Thirty seconds later Tinker Burns came out of one of the two elevators they could see from the car and headed for the pay phones. Burns had dressed quickly and was wearing only a shirt, pants, shoes, but no socks. As he neared the pay phones, he hesitated, looked around, made a quick tour of the virtually empty lobby, then went back to the phones and dropped coins into one of them.
With Padillo’s powerful binoculars now up to his eyes and the long-memorized three-across-and-four-down Touch Tone phone pattern firmly in mind, Haynes read off the seven numbers that Burns tapped as Padillo jotted them down on the back of an envelope.
“Four. Six. Five. Nine. One. Nine. One.”
“You’re sure?” Padillo said.
“Christ, no.”
“Good. I’d be a little edgy if you were.”
They watched Burns talk and listen for two minutes and thirteen seconds by Padillo’s watch. Burns then hung up and reentered the same, still waiting elevator. As its doors closed, Padillo said, “Any ideas?”
“About how we find out who belongs to 465-9191?”
Padillo nodded, started the engine and pulled away from the curb.
“Tonight?” Haynes asked.
“Why not?”
“I’m open to suggestions.”
Padillo glanced at him. “Are you much of a mimic?”
“Try me.”
“Do Tinker Burns.”
Haynes closed his eyes, breathed deeply two times, opened his eyes, deepened his voice, gave it a rough edge and bellowed, “Okay! That’s it! Now get the fuck outta here before I call security!”
Padillo smiled. “Perfect.”
They made the call from Padillo’s Foggy Bottom house. Haynes made it from the wall phone in the kitchen with Padillo on the living room extension.
After Haynes tapped out the 465-9191 number, it rang four and a half times before it was answered by a man’s sleepy mumbled hello.
“Tinker Burns again,” Haynes said. “There’s one more thing I forgot to tell you.”

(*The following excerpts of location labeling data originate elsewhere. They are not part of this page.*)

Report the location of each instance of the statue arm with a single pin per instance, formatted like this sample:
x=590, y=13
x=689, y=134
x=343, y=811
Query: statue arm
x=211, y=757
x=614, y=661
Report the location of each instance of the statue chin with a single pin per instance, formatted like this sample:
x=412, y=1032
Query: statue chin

“Mr. Burns, this is twice tonight that you’ve robbed me of sleep,” said the voice that once again reminded Haynes of soothing syrup. “I assure you we can discuss it, whatever it is, when we meet tomorrow morning. And now, sir, good night.”

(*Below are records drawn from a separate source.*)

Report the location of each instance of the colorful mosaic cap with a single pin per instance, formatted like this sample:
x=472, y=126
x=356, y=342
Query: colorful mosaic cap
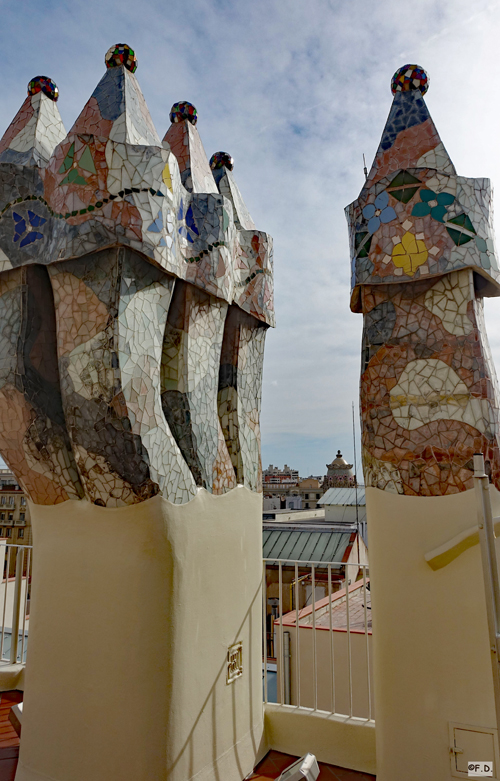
x=410, y=77
x=121, y=54
x=221, y=160
x=183, y=110
x=45, y=85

The connection was broken. Haynes put the wall phone back on its hook and went into the living room. Padillo turned from the extension and said, “Well?”
“One, he’s a lawyer. Two, he’s an ex-U.S. senator. Three, he’s the guy who’s been talking to Howard Mott about buying all rights to the memoirs for some anonymous client. And four, he’s obviously from way down south.”
“Near Mobile,” Padillo said.
“Is that a guess or do you know him?”
“We’ve met,” Padillo said.
The one-term senator from Alabama practiced law in a three-story building that sat on a small triangle of land where Connecticut Avenue met Nineteenth Street just north of Dupont Circle.
The building had once offered fine apartments, including one that a former Speaker of the House of Representatives, now dead, had lived in for years. It was still an article of faith in Washington that its weird taxicab zones had been redrawn to make sure the Speaker would pay the absolute minimum fare for his rides to and from the Capitol.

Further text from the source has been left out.